Object-Oriented Programming in R

Introduction

You already use object-oriented programming (OOP) patterns constantly in R, even if you have not thought about it explicitly.

Let’s look at the plot() and summary() functions.

x_norm <- rnorm(5000)
plot(x_norm)

summary(mtcars)
plot(mtcars)
plot(mtcars$mpg, mtcars$hp)

mtcars_model <- lm(mpg ~ wt, data = mtcars)
summary(mtcars_model)
plot(mtcars_model)

The same function - summary() - does something completely different depending on what you hand it. A numeric vector gets a five-number summary. A data frame gets column summaries. A linear model fit gets coefficients, standard errors, and p-values.
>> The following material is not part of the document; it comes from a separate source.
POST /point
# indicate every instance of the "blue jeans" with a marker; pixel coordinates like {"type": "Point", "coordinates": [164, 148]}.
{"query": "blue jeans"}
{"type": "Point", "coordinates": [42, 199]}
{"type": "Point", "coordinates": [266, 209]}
The function name stays the same; the behaviour adapts to the data.

This is one of the most powerful ideas in OOP: you write code that calls print() or plot() or summary(), and the object itself determines what happens.

We are going to:

  1. Create a new S3 class cpue_result to wrap CPUE calculations with metadata
  2. Write print, summary, and plot methods for it
  3. Convert cpue() and biomass_index() into generics that work with both numeric vectors and data frames

OOP Systems in R

R has several OOP systems. They differ in formality and where methods live.

System Dispatch Methods live on… Formality Common in
S3 Single (first argument) The generic function Informal Base R, tidyverse, most packages
S4 Multiple arguments The generic function Formal (classes, validity) Bioconductor, methods-heavy packages
S7 Multiple arguments The generic function Formal (classes, properties, validation) Some new packages (successor to S3 and S4)
R6 Single The object itself Moderate (via R6 package) Mutable state, encapsulation

For package development, S3 covers the vast majority of use cases. S4 is worth learning if you work in Bioconductor or need multiple dispatch. S7 is designed as the eventual successor to both S3 and S4 - it combines the simplicity of S3 with more of the rigor of S4 (formal class definitions, property validation, multiple dispatch). If you are starting a new package and want more structure than S3 provides, S7 is worth considering, though S3 remains the dominant system in practice.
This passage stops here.